Some respondents to the 2010 proposed Update questioned whether all of the indicators would need to be present for an entity to conclude that it had transferred control of a good or service or what an entity should do if some but not all of the indicators were present. In their redeliberations, the Boards emphasized that the guidance in paragraph 37 is not a checklist. Rather, it is a list of factors that are often present when a customer has control of an asset and is provided to assist entities in applying the principle of control in paragraph 31.
In the proposed guidance, the Boards added the indicator “the customer has the significant risks and rewards of ownership of the asset” in light of comments from respondents who disagreed with the Boards’ proposal to eliminate considerations of the “risks and rewards of ownership” from the recognition of revenue. Respondents observed that risks and rewards can be a helpful factor to consider when determining the transfer of control, as highlighted by the IASB in IFRS 10, Consolidated Financial Statements, and is often a consequence of controlling an asset. The Boards decided that adding risks and rewards as an indicator would provide additional guidance but would not change the principle of determining the transfer of goods or services on the basis of the transfer of control.
The Boards also added the indicator “the customer has accepted the asset.” The 2010 proposed Update included that notion as implementation guidance; however, the Boards decided to relocate that guidance to the indicators of control in this proposed Update.
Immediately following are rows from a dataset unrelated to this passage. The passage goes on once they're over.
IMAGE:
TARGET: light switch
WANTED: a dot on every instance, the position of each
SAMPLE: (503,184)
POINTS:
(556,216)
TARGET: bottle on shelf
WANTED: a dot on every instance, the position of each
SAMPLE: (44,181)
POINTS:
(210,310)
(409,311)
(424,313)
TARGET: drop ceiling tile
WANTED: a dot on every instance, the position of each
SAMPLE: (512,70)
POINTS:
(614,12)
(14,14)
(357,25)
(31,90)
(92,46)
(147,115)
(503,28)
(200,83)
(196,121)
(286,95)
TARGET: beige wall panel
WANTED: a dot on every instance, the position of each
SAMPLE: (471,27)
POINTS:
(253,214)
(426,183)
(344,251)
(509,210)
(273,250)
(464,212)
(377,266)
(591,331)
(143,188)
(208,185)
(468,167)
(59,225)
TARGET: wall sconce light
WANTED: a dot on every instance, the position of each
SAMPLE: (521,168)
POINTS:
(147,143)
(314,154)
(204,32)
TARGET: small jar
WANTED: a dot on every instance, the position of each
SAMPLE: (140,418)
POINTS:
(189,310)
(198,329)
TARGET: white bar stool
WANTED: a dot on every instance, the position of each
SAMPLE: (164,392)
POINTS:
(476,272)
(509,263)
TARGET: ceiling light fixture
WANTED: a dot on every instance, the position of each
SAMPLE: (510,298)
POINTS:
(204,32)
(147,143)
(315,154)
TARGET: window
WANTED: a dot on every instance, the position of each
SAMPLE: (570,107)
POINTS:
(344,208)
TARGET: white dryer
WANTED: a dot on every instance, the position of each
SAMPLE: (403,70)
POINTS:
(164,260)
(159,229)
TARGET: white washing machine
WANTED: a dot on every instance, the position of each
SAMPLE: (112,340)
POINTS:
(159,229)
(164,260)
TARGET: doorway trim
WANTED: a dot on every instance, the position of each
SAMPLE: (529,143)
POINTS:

Many respondents to the 2010 proposed Update were concerned about the application of the indicator that the “design or function of the good or service is customer-specific” (which was proposed in paragraph 30(d) of the 2010 exposure draft). For many, it was not clear how the indicator related to the objective of determining the transfer of control because the customer might clearly control an asset even though the design or function of that asset is not customer-specific. Conversely, a customer might not control an asset with a customer-specific design or function. The Boards noted that because the indicator had been developed mainly for service contracts, that indicator would not be necessary if separate guidance were developed for determining when performance obligations are satisfied over time. Thus, the Boards decided to eliminate this as an indicator of control. As described in paragraph BC94, the notion of customer-specific design or function has been developed into the criterion of “an asset with no alternative use to the entity.”